Houris : les errances de l’Académie Goncourt
Dans Le Point, pas moins de treize pages sur le Prix Goncourt 2024 de Kamel Daoud pour son roman Houris. Alors même que l’homme y écrit chaque semaine un édito…
Mes parents m’ont conçu le 19 juillet 1962, deux semaines après l’indépendance de l’Algérie. Je les imagine relâcher la pression juste après la fin de la guerre, ses 250 000 Algériens et 26 000 militaires français disparus. Mon père qui combattait dans les Aurès en avait réchappé. Au milieu des années 2000, j’ai eu un coup de cœur pour ce pays sans cafés et sans jeux de plage dans lequel le désastre était tu. Donc oui, il était temps de rompre l’omerta : les 200 000 morts de la décennie noire (1992-2002), cette deuxième guerre d’Algérie, méritaient un livre. Avec Houris, Kamel Daoud se met hors la loi : depuis la loi d'amnistie de 2005 assurant l’impunité aux responsables des atrocités, tout débat sur le conflit est passible de poursuites. Donc chapeau l’artiste !

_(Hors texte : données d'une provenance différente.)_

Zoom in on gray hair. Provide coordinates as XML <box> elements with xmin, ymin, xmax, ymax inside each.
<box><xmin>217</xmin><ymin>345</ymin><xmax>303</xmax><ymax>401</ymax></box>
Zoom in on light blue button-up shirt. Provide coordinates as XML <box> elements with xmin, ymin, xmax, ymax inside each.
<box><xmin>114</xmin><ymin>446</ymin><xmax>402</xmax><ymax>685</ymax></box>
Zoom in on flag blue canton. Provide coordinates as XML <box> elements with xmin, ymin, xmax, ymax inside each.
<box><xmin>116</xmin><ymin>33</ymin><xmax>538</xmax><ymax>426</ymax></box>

Pourtant, pas de quoi s’extasier. Oui, le roman est allégorique et poétique, donc parfois émouvant. Mais, comme le notent les critiques du Masque et La Plume, avec son postulat « un peu scolaire », « ses phrases inutilement chantournées et surchargées », « sa temporalité brouillée », Daoud perd délibérément le lecteur. Et pourquoi tant de redites ? La répétition comme mode d’accouchement de la douleur ? Comme chez le psy ? Je n’y ai vu que maladresse.

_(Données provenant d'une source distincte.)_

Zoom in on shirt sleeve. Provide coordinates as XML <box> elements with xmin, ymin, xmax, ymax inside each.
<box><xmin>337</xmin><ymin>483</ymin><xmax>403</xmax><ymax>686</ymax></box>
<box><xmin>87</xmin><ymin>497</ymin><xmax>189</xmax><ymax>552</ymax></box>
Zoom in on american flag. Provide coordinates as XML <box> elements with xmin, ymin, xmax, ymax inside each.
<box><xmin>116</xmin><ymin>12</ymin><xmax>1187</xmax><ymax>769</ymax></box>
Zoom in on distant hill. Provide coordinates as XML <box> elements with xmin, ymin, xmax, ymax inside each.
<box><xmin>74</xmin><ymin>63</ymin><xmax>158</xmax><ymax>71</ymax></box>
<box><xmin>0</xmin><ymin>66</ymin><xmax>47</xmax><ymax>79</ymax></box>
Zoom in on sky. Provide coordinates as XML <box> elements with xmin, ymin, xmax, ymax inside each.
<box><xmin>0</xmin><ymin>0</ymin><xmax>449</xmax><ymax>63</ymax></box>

Alors ? Comme il y a deux ans je m’étonne - euphémisme - du choix de l’Académie Goncourt. Et je répète ce que j’avais écrit en 2022 dans un billet de mauvaise humeur à propos de Vivre vite de Brigitte Giraud : en comparaison des remarquables Leurs enfants après eux de Nicolas Mathieu en 2019, Chanson douce de Leïla Slimani en 2016, Au revoir là-haut de Pierre Lemaitre en 2013, La Carte et le Territoire de Michel Houellebecq en 2010, Trois Femmes puissantes de Marie Ndiaye en 2009 et surtout les incroyables Bienveillantes de Jonathan Littell en 2006, les livraisons 2022 et 2024 du Prix Goncourt sont bien pauvres.
Gallimard a emporté la mise à la suite de son éviction du Salon du livre d’Alger ? Cela ne justifiait pas son Goncourt.